How so? I've used them off and on for years...........I think that's safer than a bios upgrade?

Just used one on my new 80 gig drive....only drawback I've found (of course I had to install it on my other drives attached to the same system) is that I can't change my boot drive to one of the other ones now......which I could before....the boot up just hangs on any drive other than the 80 gig master.....


----------



## Alex Ethridge (Apr 10, 2000)

The drive overlay adds another layer of interpretation of the drive's geometry and is the least stable link in a chain of events that must take place when the OS is reading data from the disk.

Your experience is anecdotal and I'm sure there are thousands of anecdotes that will vary widely from each other; however, having been in the computer service business for several years and seen enough overlay failures to make the fact unquestionable, I know my data is safer without an overlay than it is with one.


----------



## Lurker1 (Jan 30, 2001)

I think they are about equal. I have used overlays several times and they seem to work fine. They may cause problems when the hard drive messes up and files get corrupted but then I have had problems when the file system gets messed up with normal adressing. 
As for bios upgrades I have done hundreds of them with no problems but they are done on Dells. Dell lets you download a file that creats a floppy disk that has all the upgrade files needed for one model. When you run a Dell bios upgrade it checks the file to make sure that it is complete and that it is the correct one for the unit you want to change. Too bad all manufacturers don't make it so easy.
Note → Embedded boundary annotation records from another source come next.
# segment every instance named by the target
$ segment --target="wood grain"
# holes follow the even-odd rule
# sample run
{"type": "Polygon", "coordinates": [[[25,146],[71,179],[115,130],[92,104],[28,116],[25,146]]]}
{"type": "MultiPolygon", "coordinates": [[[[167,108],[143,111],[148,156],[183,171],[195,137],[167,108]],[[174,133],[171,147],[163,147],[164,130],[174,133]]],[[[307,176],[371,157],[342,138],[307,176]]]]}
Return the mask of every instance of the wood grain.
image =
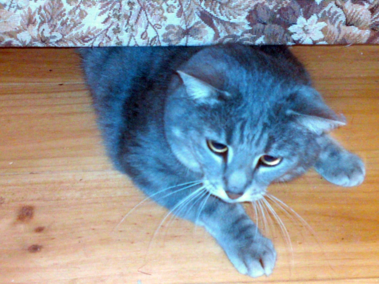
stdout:
{"type": "MultiPolygon", "coordinates": [[[[294,47],[325,100],[346,116],[334,133],[367,165],[361,186],[314,171],[270,187],[258,223],[278,252],[273,274],[239,274],[212,238],[168,217],[105,156],[72,49],[0,50],[0,283],[376,283],[379,281],[379,46],[294,47]]],[[[253,218],[253,210],[247,206],[253,218]]]]}

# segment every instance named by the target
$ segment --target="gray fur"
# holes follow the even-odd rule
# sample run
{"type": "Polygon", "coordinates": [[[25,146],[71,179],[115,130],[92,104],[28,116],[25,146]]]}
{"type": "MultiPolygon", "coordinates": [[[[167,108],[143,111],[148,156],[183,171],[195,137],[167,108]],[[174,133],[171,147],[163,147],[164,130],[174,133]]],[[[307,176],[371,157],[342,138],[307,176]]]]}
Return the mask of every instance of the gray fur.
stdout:
{"type": "Polygon", "coordinates": [[[312,166],[337,185],[363,180],[361,159],[326,134],[344,119],[285,47],[80,52],[116,167],[158,203],[204,226],[242,273],[269,275],[276,252],[239,202],[264,198],[271,182],[312,166]],[[211,151],[207,140],[227,145],[227,153],[211,151]],[[282,160],[268,167],[263,155],[282,160]]]}

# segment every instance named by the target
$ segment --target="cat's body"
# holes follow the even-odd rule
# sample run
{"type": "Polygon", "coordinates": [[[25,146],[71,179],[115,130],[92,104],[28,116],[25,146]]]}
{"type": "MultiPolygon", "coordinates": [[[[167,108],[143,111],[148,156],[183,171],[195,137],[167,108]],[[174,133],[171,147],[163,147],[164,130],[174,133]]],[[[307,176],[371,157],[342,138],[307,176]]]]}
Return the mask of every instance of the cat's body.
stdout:
{"type": "Polygon", "coordinates": [[[315,166],[351,186],[364,166],[325,132],[343,125],[283,47],[83,49],[116,167],[203,226],[242,273],[270,274],[276,253],[238,204],[315,166]]]}

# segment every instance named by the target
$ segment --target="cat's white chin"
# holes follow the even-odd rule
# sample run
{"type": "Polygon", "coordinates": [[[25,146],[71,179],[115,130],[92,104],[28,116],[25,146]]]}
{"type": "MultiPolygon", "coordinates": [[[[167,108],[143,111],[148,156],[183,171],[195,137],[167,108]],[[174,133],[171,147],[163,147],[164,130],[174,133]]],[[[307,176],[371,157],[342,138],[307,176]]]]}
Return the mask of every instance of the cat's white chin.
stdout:
{"type": "Polygon", "coordinates": [[[207,187],[207,189],[211,194],[229,203],[255,202],[264,198],[265,193],[265,191],[263,191],[260,193],[252,193],[248,190],[243,194],[228,194],[222,187],[215,187],[210,184],[208,184],[209,185],[207,187]]]}

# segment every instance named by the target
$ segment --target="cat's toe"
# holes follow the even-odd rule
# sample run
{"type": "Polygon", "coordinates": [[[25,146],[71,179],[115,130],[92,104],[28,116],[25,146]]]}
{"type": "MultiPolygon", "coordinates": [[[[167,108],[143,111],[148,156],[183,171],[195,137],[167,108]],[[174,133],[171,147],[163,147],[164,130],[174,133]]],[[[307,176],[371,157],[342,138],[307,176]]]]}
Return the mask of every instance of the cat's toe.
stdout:
{"type": "Polygon", "coordinates": [[[238,272],[253,277],[268,276],[272,273],[276,252],[272,242],[266,238],[254,241],[248,247],[241,248],[237,257],[232,260],[238,272]]]}
{"type": "Polygon", "coordinates": [[[359,157],[344,151],[339,153],[338,159],[333,158],[316,165],[316,170],[325,179],[343,187],[358,186],[363,182],[366,170],[359,157]]]}

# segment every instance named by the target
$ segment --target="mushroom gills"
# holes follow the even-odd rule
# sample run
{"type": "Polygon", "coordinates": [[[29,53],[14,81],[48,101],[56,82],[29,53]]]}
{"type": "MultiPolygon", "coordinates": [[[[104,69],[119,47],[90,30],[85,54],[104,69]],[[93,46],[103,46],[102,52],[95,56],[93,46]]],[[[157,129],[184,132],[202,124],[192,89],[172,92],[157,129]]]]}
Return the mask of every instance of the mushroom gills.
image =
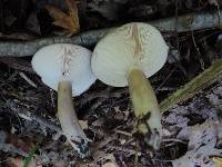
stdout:
{"type": "Polygon", "coordinates": [[[58,85],[58,117],[67,139],[78,155],[81,158],[89,156],[89,140],[85,140],[87,136],[77,118],[72,101],[72,85],[67,80],[58,85]]]}
{"type": "Polygon", "coordinates": [[[134,115],[138,119],[138,131],[145,135],[151,130],[152,135],[149,145],[154,149],[159,149],[161,140],[161,114],[155,92],[144,72],[140,69],[132,69],[129,72],[128,85],[134,115]]]}

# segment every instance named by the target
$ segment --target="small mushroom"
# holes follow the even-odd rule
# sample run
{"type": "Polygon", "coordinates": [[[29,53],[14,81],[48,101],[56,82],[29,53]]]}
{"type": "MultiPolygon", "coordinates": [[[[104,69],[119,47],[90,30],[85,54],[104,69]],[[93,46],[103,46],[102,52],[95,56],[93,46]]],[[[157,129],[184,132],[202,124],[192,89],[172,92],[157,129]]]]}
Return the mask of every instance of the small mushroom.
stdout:
{"type": "Polygon", "coordinates": [[[72,97],[85,91],[95,77],[90,66],[91,51],[75,45],[56,43],[41,48],[32,67],[42,81],[58,91],[58,117],[68,141],[80,157],[89,155],[89,139],[74,111],[72,97]]]}
{"type": "Polygon", "coordinates": [[[142,134],[151,130],[150,143],[154,149],[160,146],[161,114],[147,77],[162,68],[168,50],[158,29],[148,23],[133,22],[102,38],[91,59],[92,71],[98,79],[113,87],[129,86],[138,129],[142,134]]]}

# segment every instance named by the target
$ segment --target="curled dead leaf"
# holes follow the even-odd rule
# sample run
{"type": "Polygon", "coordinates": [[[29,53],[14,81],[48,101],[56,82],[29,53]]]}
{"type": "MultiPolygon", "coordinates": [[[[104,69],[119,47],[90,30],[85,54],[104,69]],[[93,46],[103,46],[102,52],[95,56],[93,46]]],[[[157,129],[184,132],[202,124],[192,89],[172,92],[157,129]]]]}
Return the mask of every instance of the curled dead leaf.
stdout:
{"type": "Polygon", "coordinates": [[[74,0],[65,0],[65,2],[69,9],[68,13],[52,6],[46,6],[46,9],[54,19],[52,23],[63,28],[63,31],[60,33],[71,36],[79,32],[80,30],[78,8],[74,0]]]}

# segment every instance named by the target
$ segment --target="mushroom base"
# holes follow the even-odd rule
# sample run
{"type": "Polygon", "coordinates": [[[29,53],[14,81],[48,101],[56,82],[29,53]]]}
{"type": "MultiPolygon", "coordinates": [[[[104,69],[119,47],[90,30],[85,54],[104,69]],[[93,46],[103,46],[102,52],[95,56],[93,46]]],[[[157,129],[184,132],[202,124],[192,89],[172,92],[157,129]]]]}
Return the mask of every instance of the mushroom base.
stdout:
{"type": "Polygon", "coordinates": [[[72,86],[70,81],[60,81],[58,86],[58,117],[64,136],[78,155],[89,156],[89,143],[83,132],[72,101],[72,86]]]}
{"type": "Polygon", "coordinates": [[[143,135],[151,130],[152,136],[150,145],[152,145],[154,149],[158,149],[160,146],[162,126],[160,108],[152,86],[143,71],[139,69],[132,69],[129,72],[128,85],[134,115],[138,119],[138,130],[143,135]]]}

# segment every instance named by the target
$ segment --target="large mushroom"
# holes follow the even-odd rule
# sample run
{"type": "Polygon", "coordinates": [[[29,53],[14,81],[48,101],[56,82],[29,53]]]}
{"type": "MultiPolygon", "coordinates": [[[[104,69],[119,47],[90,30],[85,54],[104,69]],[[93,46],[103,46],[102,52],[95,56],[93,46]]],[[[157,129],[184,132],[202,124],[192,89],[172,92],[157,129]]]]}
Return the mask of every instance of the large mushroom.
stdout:
{"type": "Polygon", "coordinates": [[[89,139],[77,118],[72,97],[95,81],[90,59],[91,51],[83,47],[56,43],[38,50],[31,61],[42,81],[58,91],[58,117],[63,134],[82,158],[89,155],[89,139]]]}
{"type": "Polygon", "coordinates": [[[157,28],[133,22],[103,37],[95,46],[91,59],[92,71],[98,79],[113,87],[129,86],[138,129],[142,134],[151,130],[153,135],[150,144],[154,149],[160,146],[161,115],[147,77],[162,68],[168,50],[157,28]]]}

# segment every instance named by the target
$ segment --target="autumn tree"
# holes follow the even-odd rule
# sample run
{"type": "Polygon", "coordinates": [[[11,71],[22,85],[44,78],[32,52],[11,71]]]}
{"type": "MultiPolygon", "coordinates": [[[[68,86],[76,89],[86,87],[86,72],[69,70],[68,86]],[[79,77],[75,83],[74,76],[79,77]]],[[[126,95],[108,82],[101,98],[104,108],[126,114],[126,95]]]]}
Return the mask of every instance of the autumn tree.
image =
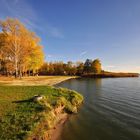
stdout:
{"type": "Polygon", "coordinates": [[[95,59],[91,64],[92,71],[96,74],[101,73],[101,62],[99,59],[95,59]]]}
{"type": "Polygon", "coordinates": [[[84,72],[85,73],[92,72],[91,65],[92,65],[92,60],[91,59],[87,59],[85,61],[85,63],[84,63],[84,72]]]}
{"type": "MultiPolygon", "coordinates": [[[[28,69],[38,69],[43,63],[43,51],[39,37],[29,31],[17,19],[7,18],[0,21],[3,37],[0,37],[3,59],[8,59],[13,66],[15,77],[28,69]]],[[[0,45],[1,47],[1,45],[0,45]]]]}

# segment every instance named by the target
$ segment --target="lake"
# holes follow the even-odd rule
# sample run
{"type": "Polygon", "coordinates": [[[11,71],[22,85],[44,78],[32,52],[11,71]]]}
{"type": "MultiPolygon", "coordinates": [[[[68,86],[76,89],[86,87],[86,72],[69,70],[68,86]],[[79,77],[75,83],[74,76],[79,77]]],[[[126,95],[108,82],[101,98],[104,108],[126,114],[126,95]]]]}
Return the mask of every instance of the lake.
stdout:
{"type": "Polygon", "coordinates": [[[60,140],[140,140],[140,78],[71,79],[57,86],[85,99],[60,140]]]}

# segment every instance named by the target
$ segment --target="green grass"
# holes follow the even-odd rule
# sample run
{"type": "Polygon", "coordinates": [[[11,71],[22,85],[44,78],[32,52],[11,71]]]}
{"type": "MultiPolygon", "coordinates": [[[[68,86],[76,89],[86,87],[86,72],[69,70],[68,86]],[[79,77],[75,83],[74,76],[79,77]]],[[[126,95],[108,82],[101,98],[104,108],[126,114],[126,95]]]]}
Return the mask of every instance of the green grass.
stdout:
{"type": "Polygon", "coordinates": [[[43,133],[55,124],[54,108],[64,105],[64,112],[73,113],[82,101],[79,93],[62,88],[0,86],[0,140],[27,139],[41,122],[46,122],[42,126],[43,133]],[[43,95],[44,99],[30,100],[34,95],[43,95]]]}

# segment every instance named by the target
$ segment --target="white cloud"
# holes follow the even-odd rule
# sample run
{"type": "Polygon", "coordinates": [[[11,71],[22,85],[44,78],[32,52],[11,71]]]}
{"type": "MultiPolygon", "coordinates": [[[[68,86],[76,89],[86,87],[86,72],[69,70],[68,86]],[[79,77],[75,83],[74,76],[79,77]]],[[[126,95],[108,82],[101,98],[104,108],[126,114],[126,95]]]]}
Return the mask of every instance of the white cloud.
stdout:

If you can get a bios upgrade for your system that works for the hard drive I would use that before using a disk overlay. Unfortunately there are many motherboard with no upgrades available. Then a overlay (or IDE controler card) must be used.


----------



## ~Candy~ (Jan 27, 2001)

Interesting.........thanks for the explanation........since I'm too afraid to try a bios flash, guess I'll just have to live with it....then on the other hand, if the bios flash does go bad, guess I'd just have to buy a newer, faster computer  

Thanks again............


----------



## Alex Ethridge (Apr 10, 2000)

This particular board has the most recent BIOS. It has no problem reading an 80-Gig drive so the BIOS isn't a problem and an overlay isn't needed in this case.


----------



## tjsudo (Jul 27, 2000)

Hi,

I found some more information on 15 and 16 heads.

http://www.pcguide.com/ref/hdd/bios/sizeGB394-c.html

Are you still having corrupt name after formatting?

TJ


----------



## Alex Ethridge (Apr 10, 2000)

Thanks, this seems to explain it in a way someone like me can understand it much better.


----------